— JAROSŁAW KUŹNIAR DO IWONY SULIK W TVN24: Jak nazwać premiera, który jedno mówi, drugie robi?

— SULIK: A kto ma takiego premiera?

— KUŹNIAR: Polacy.

— IWONA SULIK DALEJ: Na konferencji 7 stycznia [podsumowującej 100 dni rządu] nie padło ani razu słowo “likwidacja”. Pani premier robi dokładnie to, co mówi. 4 kopalnie miały trafić do spółki restrukturyzacyjnej – trafiły. Po to, by im pomóc z pieniędzy publicznych. Te kopalnie są złe, były zagrożone, i miały być wygaszone. Części złe należy oddzielić od części dobrych. Jest poszukiwany inwestor, są już składane oferty, ale trzeba każdego inwestora dokładnie prześwietlić. O nowelizację ustawy górniczej oparte jest całe porozumienie. Chodziło o to, żeby żaden górnik dołowy nie stracił pracy. Jeśli pani premier zechciałaby zostać Margaret Thatcher, to źle by o niej świadczyło.

— KUŹNIAR: Wydaje mi się, że rząd został pokonany przez górników.

— SULIK: Rząd przygotował program, który rozpoczął proces naprawy górnictwa węgla kamiennego, program został zaakceptowany przez górników.

– O APELU ZWIĄZKOWCÓW DO RZĄDU O ROZMOWY: 26 stycznia minister pracy Władysław Kosiniak-Kamysz jest umówiony na spotkanie ze związkami zawodowymi. Oni zadeklarowali, że tam będą. Miejsce na takie rozmowy to komisja trójstronna, To związki zawodowe zerwały ten dialog. Należy ten dialog podjąć, w ramach określonych przez prawo. Jeśli dotychczasowa formuła, zdaniem związkowców się wyczerpała, to nic nie stoi na przeszkodzie, aby pracować nad taką, która będzie do zaakceptowania dla wszystkich.

— MARCIN MASTALEREK W TOK FM: Po serii wizerunkowych wpadek, dowiedzieliśmy się z jednego z tygodników że teraz pani premier Kopacz będzie poważna i zajmie się realnymi  problemami. Górnicy stali się propagandową i PR-owską ofiarą pani premier, która chciała pokazać, że jest twarda. W ogóle to nie powinno tak wyglądać, co to za kompromis? Rząd miał przystawiony przysłowiowy pistolet do głowy – zgadzam się z Piotrem Dudą.

— MASTALEREK O OGÓREK: Nie będziemy się wpisywali w nagonkę. Stwierdziliśmy rzecz oczywistą. My się cieszymy z tego, że już na pierwszej konferencji Ogórek powiedziała o potrzebie zmiany.
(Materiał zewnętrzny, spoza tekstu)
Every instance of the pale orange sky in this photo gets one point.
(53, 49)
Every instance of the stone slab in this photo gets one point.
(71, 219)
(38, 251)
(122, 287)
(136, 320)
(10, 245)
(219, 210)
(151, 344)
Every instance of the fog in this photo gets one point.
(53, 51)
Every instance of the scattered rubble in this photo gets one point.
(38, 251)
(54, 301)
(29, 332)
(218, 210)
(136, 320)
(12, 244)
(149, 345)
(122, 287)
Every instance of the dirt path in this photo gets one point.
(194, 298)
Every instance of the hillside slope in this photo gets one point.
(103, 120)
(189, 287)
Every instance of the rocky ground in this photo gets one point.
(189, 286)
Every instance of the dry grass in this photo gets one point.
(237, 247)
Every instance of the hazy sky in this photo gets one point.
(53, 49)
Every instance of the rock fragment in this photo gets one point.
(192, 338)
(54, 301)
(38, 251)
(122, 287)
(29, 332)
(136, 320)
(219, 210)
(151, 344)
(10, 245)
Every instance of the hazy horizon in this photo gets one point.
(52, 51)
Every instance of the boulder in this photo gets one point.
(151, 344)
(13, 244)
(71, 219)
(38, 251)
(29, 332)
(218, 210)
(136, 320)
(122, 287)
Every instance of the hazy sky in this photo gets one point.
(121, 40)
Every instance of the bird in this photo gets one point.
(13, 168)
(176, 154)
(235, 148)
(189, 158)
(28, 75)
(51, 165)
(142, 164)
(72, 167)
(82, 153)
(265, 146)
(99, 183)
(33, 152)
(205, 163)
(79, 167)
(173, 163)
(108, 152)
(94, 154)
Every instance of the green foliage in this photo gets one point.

— O BADANIACH, KTÓRE MIAŁY POKAZAĆ, ŻE DUDA NIE KOJARZY SIĘ Z NICZYM: Mogę uspokoić słuchaczy, nie było takich badań, to jest nieprawda.

— JAN BURY W SYGNAŁACH DNIACH POLSKIEGO RADIA: Trwa dyskusja w partii. To jest ważna dla PSL dyskusja. Jeszcze marszałek nie ogłosił terminu wyborów. Mamy czas na decyzję. My przyjęliśmy racjonalną taktykę. Marszałek zrobi to zapewne w pierwszych dniach lutego. Prezes Piechociński przesunął decyzję na koniec stycznia, wtedy (31 stycznia) jest Rada Naczelna PSL, która jest zarazem konwencją wyborczą. Na pewno PSL zgłosi swojego kandydata. Na pewno będzie to osoba bardzo znana. Od wielu tygodni mówimy, że kandydatem PSL może być Piechociński, Jarubas, albo kandydat PSL Bronisław Komorowski. 31 będzie jednoznaczna decyzja. Kandydata PSL to może być np. wybitny rektor uczelni, takie pomysły też są. Dyskusja trwa.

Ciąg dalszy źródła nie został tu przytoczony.